Un premier élément de corrélation entre les expositions et les postures de médiation serait lié à la temporalité de l’exposition. Les deux expositions véhiculant une posture informative sont en effet les plus anciennes, celle de l’Agropolis Museum ayant été inaugurée en 1994 et celle de l’Alimentarium en 200118. Il s’agit d’une époque où la thématique des rapports entre alimentation et santé était beaucoup moins prégnante dans la sphère sociale et politique. Rappelons que, du moins en France, c’est le Plan National Nutrition Santé de 2001 qui a initié une grande partie du retour sur la scène sociale de cette thématique : diffusion de messages de communication santé publique (dans les médias et via des brochures), mise en place de nouveaux financements pour la recherche et pour la mise en œuvre de projets d’éducation à la nutrition et à la santé, etc.

Nous envisageons donc ici une corrélation entre la présence sociale d’une QSTS et son traitement dans l’exposition. Le dispositif d’exposition semble montrer une certaine perméabilité aux modalités de communication d’une QSTS hors de la sphère muséale. Nous revenons ici à l’une des caractéristiques forte des questions scientifiques et techniques sensibles, à savoir leur temporalité. Quand nous procédons à l’analyse des expositions d’Agropolis Museum et de l’Alimentarium, nous regardons aujourd’hui le traitement d’une question sensible dans deux expositions conçues à une époque où cette question sensible n’en était pas encore une, ou en

tous cas n’en revêtait pas toutes les caractéristiques (savoir en train de se faire, mais absence de prégnance sociale). Et naturellement, la posture de médiation adoptée ne diffère plus, ou très peu, de celle retenue pour le reste de l’exposition. Ces deux expositions, qui traduisent une approche culturelle de l’alimentation, proposent également une vision de type culturelle des liens entre alimentation et santé et une diffusion de nature culturelle de la culture scientifique et technique.

A contrario, les autres expositions de notre corpus ont toutes été créées durant une période de forte présence sociale et médiatique de la thématique Alimentation et Santé : mise en œuvre du PNNS, essor des livres et publications sur la manière de bien se nourrir, etc. Or ces expositions semblent adopter une posture et un discours similaires à ce qu’il est possible d’observer dans le traitement médiatique et politique de cette question, avec in fine une absence de transposition muséographique.

Paradoxalement, le directeur de l’Alimentarium nous a confié lors d’un entretien réalisé en 200819 qu’il regrettait la trop faible présence dans son exposition permanente de thèmes liés à la santé, et qu’il ne parvenait pas à en expliquer la raison.

« C’est un manque.
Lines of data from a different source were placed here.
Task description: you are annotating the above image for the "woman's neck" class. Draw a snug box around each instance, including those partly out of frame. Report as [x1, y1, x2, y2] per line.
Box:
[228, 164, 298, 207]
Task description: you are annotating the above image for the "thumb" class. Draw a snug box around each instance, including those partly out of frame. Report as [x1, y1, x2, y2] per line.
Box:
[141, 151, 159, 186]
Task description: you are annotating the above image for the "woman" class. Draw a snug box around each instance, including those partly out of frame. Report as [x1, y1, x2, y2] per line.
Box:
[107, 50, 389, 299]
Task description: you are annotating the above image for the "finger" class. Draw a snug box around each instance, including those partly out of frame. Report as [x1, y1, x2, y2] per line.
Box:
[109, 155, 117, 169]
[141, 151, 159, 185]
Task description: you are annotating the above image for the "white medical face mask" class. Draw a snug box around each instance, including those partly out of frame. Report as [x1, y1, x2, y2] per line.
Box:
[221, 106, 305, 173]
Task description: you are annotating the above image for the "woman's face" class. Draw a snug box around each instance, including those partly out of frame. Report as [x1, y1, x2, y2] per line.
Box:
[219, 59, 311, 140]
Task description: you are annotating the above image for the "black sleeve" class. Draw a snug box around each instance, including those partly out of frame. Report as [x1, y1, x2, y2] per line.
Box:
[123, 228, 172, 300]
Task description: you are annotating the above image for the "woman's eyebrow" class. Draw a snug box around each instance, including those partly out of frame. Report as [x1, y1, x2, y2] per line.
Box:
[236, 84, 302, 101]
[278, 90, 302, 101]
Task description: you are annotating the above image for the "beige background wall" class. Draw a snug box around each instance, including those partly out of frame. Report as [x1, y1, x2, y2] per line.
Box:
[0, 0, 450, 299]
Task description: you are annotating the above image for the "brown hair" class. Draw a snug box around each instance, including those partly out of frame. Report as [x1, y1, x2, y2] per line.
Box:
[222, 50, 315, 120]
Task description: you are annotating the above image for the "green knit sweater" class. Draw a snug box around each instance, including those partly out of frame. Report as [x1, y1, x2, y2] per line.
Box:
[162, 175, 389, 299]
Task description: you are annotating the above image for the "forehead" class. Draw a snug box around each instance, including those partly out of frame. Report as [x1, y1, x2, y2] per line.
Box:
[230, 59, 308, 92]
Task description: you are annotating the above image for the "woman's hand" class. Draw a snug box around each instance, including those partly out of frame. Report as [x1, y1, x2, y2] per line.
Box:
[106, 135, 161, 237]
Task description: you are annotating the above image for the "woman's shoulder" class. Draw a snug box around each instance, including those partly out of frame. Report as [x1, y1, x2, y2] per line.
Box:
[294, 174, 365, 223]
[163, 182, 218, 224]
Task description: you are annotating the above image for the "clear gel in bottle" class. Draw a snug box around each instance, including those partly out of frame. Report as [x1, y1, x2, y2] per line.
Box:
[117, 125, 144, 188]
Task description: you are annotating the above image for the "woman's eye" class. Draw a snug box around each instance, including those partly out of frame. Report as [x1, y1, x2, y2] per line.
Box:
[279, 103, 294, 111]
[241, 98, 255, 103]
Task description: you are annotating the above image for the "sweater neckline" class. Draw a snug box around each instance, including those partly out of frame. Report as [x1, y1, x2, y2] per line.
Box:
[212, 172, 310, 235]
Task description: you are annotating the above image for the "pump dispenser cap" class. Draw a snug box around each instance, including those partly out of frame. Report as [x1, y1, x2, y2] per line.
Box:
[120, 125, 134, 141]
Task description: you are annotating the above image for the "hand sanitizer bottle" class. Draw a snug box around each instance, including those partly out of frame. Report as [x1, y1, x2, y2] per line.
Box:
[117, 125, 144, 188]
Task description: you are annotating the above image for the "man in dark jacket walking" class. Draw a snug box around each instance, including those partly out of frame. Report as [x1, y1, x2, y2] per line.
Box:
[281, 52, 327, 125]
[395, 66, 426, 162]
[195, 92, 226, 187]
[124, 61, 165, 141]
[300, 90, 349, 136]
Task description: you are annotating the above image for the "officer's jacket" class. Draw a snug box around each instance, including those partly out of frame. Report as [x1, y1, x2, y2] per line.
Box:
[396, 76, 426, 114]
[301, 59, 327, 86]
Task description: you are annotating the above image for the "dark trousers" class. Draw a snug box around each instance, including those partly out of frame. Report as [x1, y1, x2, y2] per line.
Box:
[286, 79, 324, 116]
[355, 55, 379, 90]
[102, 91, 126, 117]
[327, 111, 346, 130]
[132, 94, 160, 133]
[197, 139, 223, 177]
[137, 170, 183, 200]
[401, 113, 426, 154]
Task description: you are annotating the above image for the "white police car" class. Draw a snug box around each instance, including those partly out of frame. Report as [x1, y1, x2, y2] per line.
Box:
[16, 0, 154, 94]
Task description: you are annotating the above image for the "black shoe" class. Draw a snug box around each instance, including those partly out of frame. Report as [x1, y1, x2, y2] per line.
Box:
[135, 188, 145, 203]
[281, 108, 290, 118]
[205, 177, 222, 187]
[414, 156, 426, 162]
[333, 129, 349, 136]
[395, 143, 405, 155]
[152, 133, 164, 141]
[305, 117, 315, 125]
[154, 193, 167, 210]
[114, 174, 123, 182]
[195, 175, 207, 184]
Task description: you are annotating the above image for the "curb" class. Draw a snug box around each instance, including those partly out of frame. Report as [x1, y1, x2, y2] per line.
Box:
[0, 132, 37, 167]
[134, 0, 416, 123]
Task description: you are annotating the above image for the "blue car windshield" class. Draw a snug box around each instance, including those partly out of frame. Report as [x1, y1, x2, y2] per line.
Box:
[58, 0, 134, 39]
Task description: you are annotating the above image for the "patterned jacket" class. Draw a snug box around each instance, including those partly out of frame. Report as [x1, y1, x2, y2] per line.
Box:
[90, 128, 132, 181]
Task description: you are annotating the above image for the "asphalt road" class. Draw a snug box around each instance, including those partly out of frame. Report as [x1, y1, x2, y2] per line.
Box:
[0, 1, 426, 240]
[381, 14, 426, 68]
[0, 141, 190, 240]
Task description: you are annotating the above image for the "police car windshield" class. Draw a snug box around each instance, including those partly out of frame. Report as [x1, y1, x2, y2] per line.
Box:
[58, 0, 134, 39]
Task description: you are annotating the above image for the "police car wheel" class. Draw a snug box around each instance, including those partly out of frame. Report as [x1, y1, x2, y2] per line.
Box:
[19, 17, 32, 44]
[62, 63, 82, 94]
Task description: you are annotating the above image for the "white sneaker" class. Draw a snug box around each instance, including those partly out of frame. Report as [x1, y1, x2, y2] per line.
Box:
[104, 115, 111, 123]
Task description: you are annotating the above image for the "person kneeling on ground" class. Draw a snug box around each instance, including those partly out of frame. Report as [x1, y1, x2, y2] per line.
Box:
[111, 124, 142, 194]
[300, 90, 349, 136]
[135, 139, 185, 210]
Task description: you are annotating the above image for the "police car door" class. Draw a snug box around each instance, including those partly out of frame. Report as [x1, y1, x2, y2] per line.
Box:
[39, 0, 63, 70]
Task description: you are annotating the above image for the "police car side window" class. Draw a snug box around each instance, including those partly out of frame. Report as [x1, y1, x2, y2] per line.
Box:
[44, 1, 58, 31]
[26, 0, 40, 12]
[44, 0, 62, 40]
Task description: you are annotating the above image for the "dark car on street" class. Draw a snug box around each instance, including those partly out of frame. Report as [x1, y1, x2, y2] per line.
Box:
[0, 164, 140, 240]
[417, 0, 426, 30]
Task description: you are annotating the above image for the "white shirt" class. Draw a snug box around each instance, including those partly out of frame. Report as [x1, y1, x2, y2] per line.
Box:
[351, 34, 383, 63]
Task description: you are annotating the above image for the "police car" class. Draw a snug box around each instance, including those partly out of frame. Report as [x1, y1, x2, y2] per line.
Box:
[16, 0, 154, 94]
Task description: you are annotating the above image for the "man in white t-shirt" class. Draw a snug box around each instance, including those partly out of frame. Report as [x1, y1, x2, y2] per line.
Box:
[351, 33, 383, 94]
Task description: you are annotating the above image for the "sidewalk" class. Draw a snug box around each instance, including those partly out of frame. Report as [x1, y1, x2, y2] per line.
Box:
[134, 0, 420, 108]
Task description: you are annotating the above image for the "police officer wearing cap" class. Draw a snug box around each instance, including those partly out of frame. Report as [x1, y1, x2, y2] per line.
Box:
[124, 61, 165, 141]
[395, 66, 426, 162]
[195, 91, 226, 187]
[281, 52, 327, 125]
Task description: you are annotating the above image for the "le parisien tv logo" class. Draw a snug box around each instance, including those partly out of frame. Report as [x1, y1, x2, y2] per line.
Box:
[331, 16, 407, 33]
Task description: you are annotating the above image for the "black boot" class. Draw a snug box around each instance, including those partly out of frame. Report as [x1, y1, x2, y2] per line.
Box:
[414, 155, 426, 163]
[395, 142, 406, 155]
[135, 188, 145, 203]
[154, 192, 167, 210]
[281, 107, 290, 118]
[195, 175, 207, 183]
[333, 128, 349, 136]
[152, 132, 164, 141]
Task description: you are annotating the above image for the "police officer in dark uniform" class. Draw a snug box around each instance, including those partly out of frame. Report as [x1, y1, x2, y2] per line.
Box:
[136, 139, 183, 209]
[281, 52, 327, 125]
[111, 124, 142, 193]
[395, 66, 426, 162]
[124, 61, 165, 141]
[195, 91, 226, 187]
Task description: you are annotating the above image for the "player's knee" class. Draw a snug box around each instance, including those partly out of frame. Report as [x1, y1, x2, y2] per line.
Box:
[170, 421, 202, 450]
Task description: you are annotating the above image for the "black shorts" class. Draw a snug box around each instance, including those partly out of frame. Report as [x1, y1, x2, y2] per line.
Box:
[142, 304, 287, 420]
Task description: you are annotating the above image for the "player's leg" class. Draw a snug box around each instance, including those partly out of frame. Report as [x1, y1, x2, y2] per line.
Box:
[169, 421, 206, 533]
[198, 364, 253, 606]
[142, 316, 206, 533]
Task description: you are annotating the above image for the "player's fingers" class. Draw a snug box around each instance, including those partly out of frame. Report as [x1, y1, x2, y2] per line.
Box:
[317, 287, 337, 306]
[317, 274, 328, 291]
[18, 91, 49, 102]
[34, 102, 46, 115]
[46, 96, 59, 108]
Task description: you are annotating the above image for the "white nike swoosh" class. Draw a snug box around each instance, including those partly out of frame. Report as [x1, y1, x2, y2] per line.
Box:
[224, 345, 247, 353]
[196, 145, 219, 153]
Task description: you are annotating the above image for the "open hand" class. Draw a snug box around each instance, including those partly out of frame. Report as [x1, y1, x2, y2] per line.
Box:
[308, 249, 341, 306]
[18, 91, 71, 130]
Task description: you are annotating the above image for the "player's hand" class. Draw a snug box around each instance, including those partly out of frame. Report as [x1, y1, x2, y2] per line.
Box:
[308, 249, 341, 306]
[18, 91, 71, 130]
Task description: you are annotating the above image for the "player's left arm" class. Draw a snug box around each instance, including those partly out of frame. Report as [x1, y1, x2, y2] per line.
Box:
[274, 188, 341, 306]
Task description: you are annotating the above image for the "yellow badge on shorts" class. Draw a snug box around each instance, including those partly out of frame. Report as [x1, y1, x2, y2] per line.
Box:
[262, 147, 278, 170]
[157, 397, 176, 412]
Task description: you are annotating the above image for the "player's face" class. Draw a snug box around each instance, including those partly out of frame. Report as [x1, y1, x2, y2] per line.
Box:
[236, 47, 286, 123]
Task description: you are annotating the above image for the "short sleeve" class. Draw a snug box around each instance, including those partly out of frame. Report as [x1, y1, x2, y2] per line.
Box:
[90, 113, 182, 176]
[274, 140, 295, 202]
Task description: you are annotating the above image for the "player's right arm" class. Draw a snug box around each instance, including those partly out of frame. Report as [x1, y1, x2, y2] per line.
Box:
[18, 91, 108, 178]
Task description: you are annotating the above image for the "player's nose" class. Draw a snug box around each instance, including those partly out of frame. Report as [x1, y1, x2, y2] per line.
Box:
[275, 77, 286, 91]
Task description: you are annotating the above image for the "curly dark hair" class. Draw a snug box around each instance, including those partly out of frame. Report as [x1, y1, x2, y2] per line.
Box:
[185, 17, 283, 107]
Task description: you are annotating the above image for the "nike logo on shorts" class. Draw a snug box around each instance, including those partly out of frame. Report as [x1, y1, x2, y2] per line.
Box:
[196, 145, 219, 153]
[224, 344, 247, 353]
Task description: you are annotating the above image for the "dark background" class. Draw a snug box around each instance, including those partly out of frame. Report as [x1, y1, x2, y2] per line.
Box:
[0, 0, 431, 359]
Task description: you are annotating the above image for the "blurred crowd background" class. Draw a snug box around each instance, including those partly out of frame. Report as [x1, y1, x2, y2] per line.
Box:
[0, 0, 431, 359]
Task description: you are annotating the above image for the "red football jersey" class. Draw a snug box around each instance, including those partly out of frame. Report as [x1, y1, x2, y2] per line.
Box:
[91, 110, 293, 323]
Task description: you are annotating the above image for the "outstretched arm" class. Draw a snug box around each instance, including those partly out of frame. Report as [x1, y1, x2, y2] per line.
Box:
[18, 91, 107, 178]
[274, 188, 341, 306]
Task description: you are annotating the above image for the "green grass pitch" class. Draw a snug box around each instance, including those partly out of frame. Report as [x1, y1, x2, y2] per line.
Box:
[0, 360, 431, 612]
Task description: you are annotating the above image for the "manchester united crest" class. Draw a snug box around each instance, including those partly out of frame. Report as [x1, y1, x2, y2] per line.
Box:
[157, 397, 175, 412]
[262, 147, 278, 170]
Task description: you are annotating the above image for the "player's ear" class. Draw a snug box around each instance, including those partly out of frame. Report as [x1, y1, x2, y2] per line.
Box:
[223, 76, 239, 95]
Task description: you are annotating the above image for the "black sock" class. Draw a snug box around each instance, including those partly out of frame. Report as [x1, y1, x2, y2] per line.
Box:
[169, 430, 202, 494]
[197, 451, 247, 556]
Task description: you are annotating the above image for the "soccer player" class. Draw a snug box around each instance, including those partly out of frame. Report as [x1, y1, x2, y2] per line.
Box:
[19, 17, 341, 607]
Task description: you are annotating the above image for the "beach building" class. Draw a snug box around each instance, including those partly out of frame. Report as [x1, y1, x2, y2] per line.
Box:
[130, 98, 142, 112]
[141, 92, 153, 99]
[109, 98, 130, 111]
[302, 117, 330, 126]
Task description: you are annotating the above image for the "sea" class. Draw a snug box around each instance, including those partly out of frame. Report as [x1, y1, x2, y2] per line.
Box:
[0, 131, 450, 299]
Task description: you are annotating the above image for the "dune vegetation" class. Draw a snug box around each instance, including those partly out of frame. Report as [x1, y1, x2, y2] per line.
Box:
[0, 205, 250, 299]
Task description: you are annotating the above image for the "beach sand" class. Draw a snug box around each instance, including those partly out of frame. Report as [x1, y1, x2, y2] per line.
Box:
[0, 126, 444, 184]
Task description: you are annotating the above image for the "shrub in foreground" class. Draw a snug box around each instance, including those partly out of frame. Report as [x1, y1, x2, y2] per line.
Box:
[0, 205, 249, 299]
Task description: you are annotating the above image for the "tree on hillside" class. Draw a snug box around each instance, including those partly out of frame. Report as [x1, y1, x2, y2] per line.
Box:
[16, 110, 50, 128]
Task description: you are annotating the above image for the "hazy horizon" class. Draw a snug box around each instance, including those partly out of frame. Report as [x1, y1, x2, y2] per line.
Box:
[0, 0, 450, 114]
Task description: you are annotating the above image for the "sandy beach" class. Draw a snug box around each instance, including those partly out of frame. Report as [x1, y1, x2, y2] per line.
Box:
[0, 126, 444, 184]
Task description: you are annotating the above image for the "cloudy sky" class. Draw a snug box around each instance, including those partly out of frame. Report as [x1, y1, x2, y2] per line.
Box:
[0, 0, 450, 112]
C’est un manque, comme l’actualité aussi. Peut-être le manque le plus important. L’actualité alimentaire. Ce qui est à la une dans la presse n’est pas chez nous. […]. L’actualité pas… immédiate. Si on peut dire l’actualité de longue durée, ce qui est à la presse pendant des mois et des mois, pour donner une information vraiment sérieuse de base. […]. Mais ça manque, totalement. Non la santé, je ne sais pas pourquoi, je ne peux pas vous dire, c’est pas un choix délibéré…oui, elle n’est pas très présente. »

Cela conforte notre idée de perméabilité de l’exposition puisque nous pouvons sans doute supposer que l’exposition de l’Alimentarium, si elle avait été conçue deux ou trois ans plus tard, aurait certainement accordé naturellement davantage de place à cette thématique.

L’absence de transposition muséographique telle que nous l’avons observée est donc engendrée par la perméabilité du média exposition aux modalités d’existence sociale des questions scientifiques et techniques sensibles. Ceci interroge du coup la capacité des institutions muséales à favoriser une « mise en culture » de la science à travers ces questions, alors même qu’elles sembleraient de prime abord particulièrement adaptées à cet objectif.